While these two scenarios pose views on opposite ends of the spectrum, fortunately for us, we have a Creator who is steadfast and righteous in all ways. God is the same yesterday, today, and forever (Hebrews 13:8). God does not change His mind based on His feelings, views, or thoughts. He is and always will be consistent. It wasn’t until I learned the truth that I could begin to deal with the tragedy of my decision. God’s truth is that I was carrying a baby in my womb. From the moment of conception, God was intimately involved in creating His masterpiece cell by precious cell. He was there forming my baby in secret, in my womb (Psalm 139:13-16). God’s word is enough; however, scientific evidence also supports life at conception. June Hunt, author of “Abortion: Not a Choice, but a Child,” declares a human being is “denned as a member of the species homo sapiens. Each individual human being has its own genetic code (DNA) that is singularly unique and established at the time of conception. The DNA of a human fetus is distinct not only from animals, fowl, and fish, but also from the mother’s DNA” (2009, p. 5). Both scientific and biblical evidence support life at conception. Once you know this information, you cannot deny it. What would it take for you to choose life?
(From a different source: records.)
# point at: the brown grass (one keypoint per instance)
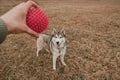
(93, 43)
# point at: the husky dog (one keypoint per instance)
(56, 43)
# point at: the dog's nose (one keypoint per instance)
(57, 42)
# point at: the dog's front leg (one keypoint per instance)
(55, 56)
(62, 59)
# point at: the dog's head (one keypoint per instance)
(58, 37)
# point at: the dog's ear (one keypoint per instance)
(54, 31)
(63, 31)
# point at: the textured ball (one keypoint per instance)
(37, 19)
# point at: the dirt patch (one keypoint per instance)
(93, 43)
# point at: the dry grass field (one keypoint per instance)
(93, 43)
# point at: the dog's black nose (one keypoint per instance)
(57, 42)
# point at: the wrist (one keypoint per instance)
(7, 22)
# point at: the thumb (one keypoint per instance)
(30, 4)
(31, 32)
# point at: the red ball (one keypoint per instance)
(37, 19)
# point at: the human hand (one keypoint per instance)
(15, 19)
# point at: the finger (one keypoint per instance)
(30, 4)
(31, 32)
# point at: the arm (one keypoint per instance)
(14, 21)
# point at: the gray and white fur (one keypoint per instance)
(56, 43)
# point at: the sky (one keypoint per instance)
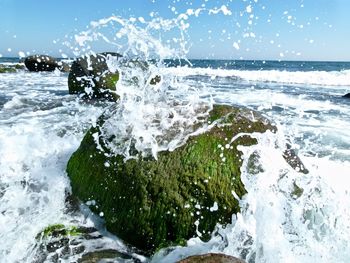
(230, 29)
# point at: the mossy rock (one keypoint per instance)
(152, 203)
(211, 258)
(90, 75)
(58, 230)
(7, 69)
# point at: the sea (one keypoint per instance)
(41, 125)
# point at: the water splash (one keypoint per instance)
(150, 116)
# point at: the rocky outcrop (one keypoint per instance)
(41, 63)
(75, 244)
(211, 258)
(91, 75)
(152, 203)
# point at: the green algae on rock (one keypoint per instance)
(4, 69)
(152, 203)
(91, 75)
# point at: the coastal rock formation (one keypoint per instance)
(10, 68)
(211, 258)
(40, 63)
(60, 241)
(90, 75)
(151, 203)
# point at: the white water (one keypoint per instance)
(41, 126)
(323, 78)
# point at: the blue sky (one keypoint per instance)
(245, 29)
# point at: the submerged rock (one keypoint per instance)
(75, 244)
(91, 75)
(152, 203)
(12, 68)
(41, 63)
(7, 69)
(211, 258)
(293, 160)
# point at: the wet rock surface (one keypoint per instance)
(41, 63)
(211, 258)
(151, 203)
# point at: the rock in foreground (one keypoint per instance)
(41, 63)
(152, 203)
(91, 75)
(211, 258)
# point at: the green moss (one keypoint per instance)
(155, 203)
(7, 70)
(57, 230)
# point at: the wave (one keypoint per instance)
(323, 78)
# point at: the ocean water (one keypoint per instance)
(41, 125)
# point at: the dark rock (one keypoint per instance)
(40, 63)
(4, 69)
(58, 242)
(64, 66)
(156, 203)
(211, 258)
(105, 254)
(91, 75)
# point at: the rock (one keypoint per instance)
(64, 66)
(293, 160)
(4, 69)
(40, 63)
(151, 203)
(211, 258)
(59, 242)
(91, 75)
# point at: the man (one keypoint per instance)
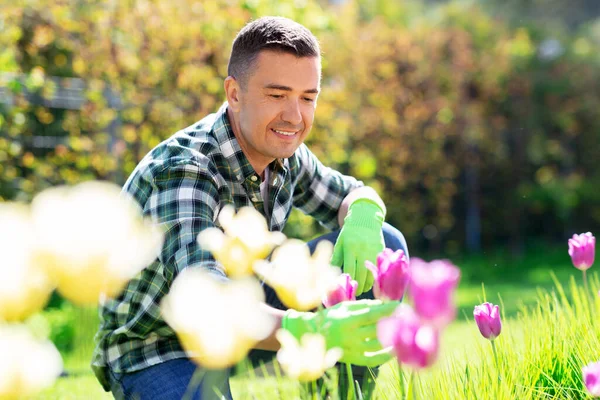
(249, 153)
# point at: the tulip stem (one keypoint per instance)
(585, 285)
(350, 381)
(413, 392)
(496, 358)
(401, 381)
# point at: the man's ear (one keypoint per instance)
(232, 91)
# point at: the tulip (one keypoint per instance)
(217, 322)
(391, 275)
(24, 288)
(244, 239)
(432, 286)
(308, 360)
(344, 291)
(414, 343)
(92, 240)
(581, 250)
(591, 378)
(27, 365)
(299, 279)
(488, 320)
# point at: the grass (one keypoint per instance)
(514, 283)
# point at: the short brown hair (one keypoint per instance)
(269, 33)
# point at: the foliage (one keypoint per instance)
(541, 353)
(416, 101)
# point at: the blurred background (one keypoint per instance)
(477, 121)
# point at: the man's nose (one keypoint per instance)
(292, 114)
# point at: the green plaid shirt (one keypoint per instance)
(182, 184)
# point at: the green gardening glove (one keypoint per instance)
(350, 325)
(360, 239)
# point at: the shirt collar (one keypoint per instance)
(231, 150)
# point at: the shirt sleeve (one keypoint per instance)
(320, 190)
(185, 201)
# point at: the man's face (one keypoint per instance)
(277, 105)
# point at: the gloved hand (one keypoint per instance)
(350, 325)
(360, 239)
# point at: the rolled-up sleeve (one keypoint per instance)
(184, 203)
(320, 190)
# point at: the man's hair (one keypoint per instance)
(269, 33)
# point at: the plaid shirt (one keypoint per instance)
(182, 184)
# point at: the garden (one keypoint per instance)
(478, 124)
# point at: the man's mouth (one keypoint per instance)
(285, 133)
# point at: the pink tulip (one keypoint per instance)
(591, 378)
(414, 343)
(581, 250)
(488, 321)
(391, 274)
(345, 290)
(432, 286)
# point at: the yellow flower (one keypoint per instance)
(26, 365)
(92, 240)
(246, 238)
(307, 360)
(217, 322)
(24, 287)
(300, 281)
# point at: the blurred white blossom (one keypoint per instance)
(26, 364)
(92, 239)
(217, 322)
(299, 279)
(246, 238)
(307, 360)
(24, 287)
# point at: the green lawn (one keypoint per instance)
(512, 283)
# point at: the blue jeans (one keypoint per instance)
(170, 380)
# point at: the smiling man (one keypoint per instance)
(249, 153)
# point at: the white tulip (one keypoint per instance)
(217, 322)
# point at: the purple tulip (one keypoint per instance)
(591, 378)
(414, 343)
(345, 290)
(488, 321)
(581, 249)
(391, 274)
(432, 286)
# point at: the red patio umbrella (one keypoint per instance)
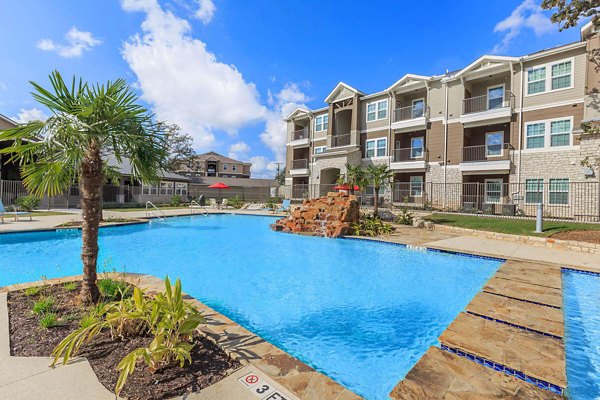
(219, 185)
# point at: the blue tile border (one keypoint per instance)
(507, 370)
(420, 248)
(580, 271)
(526, 301)
(514, 325)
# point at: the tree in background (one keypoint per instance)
(88, 122)
(379, 176)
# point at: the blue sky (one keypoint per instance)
(228, 71)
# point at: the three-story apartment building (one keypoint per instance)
(499, 121)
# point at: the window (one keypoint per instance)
(560, 133)
(370, 149)
(321, 123)
(549, 77)
(416, 186)
(493, 190)
(166, 188)
(536, 80)
(181, 188)
(418, 109)
(535, 135)
(561, 75)
(416, 147)
(559, 191)
(534, 191)
(377, 110)
(493, 143)
(495, 97)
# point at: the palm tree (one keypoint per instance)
(379, 176)
(355, 176)
(88, 122)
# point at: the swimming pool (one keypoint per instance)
(581, 293)
(360, 312)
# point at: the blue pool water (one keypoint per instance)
(361, 312)
(581, 298)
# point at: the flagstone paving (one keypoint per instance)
(442, 375)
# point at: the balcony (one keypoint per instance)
(490, 158)
(299, 138)
(411, 118)
(487, 110)
(409, 159)
(340, 140)
(299, 167)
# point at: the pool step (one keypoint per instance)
(522, 314)
(528, 354)
(524, 291)
(532, 273)
(442, 375)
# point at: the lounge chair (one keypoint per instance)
(16, 213)
(285, 206)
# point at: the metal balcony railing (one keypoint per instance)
(486, 103)
(411, 112)
(300, 134)
(300, 164)
(410, 154)
(489, 152)
(340, 140)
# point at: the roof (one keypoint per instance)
(125, 168)
(214, 156)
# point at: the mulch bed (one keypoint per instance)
(582, 236)
(27, 339)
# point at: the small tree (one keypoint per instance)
(88, 122)
(379, 176)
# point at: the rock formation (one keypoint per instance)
(329, 216)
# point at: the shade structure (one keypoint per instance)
(220, 186)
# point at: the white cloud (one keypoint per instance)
(184, 81)
(32, 114)
(77, 42)
(206, 11)
(239, 150)
(527, 15)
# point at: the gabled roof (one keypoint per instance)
(296, 111)
(481, 62)
(407, 78)
(338, 87)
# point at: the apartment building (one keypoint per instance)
(499, 121)
(213, 164)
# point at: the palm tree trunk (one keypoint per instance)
(90, 180)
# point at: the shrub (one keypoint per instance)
(165, 316)
(48, 321)
(27, 203)
(175, 201)
(404, 218)
(32, 291)
(371, 226)
(43, 306)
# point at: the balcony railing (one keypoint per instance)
(486, 103)
(410, 154)
(340, 140)
(411, 112)
(489, 152)
(300, 134)
(300, 164)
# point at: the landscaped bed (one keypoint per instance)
(40, 318)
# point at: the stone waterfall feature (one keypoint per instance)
(329, 216)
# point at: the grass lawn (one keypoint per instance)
(507, 225)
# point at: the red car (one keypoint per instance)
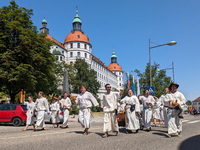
(13, 113)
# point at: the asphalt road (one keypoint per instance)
(71, 138)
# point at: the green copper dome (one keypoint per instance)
(113, 55)
(44, 21)
(77, 18)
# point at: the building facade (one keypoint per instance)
(77, 45)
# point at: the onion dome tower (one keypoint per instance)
(77, 43)
(44, 28)
(117, 69)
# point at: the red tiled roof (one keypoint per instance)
(77, 36)
(57, 42)
(197, 100)
(114, 67)
(98, 61)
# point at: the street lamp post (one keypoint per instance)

If you were walking along a street and saw an innocent child being beaten or hurt by an adult, would you intervene? How much more innocent is a helpless unborn baby? No voice, no rights, no choice of his or her own – but a victim to choice. BE the voice. “Open your mouth for the speechless, in the cause of all who are appointed to die.
Open your mouth, judge righteously, and plead the cause of the poor and needy” (Proverbs 31:8-9). According to this scripture, we are to stand up and defend those who cannot defend themselves. Say NO to abortion. Feelings will come and go; trust in God, faith, and facts. After all the dust clears and the storm passes, you must live with your decisions. Make the right decision, choose life.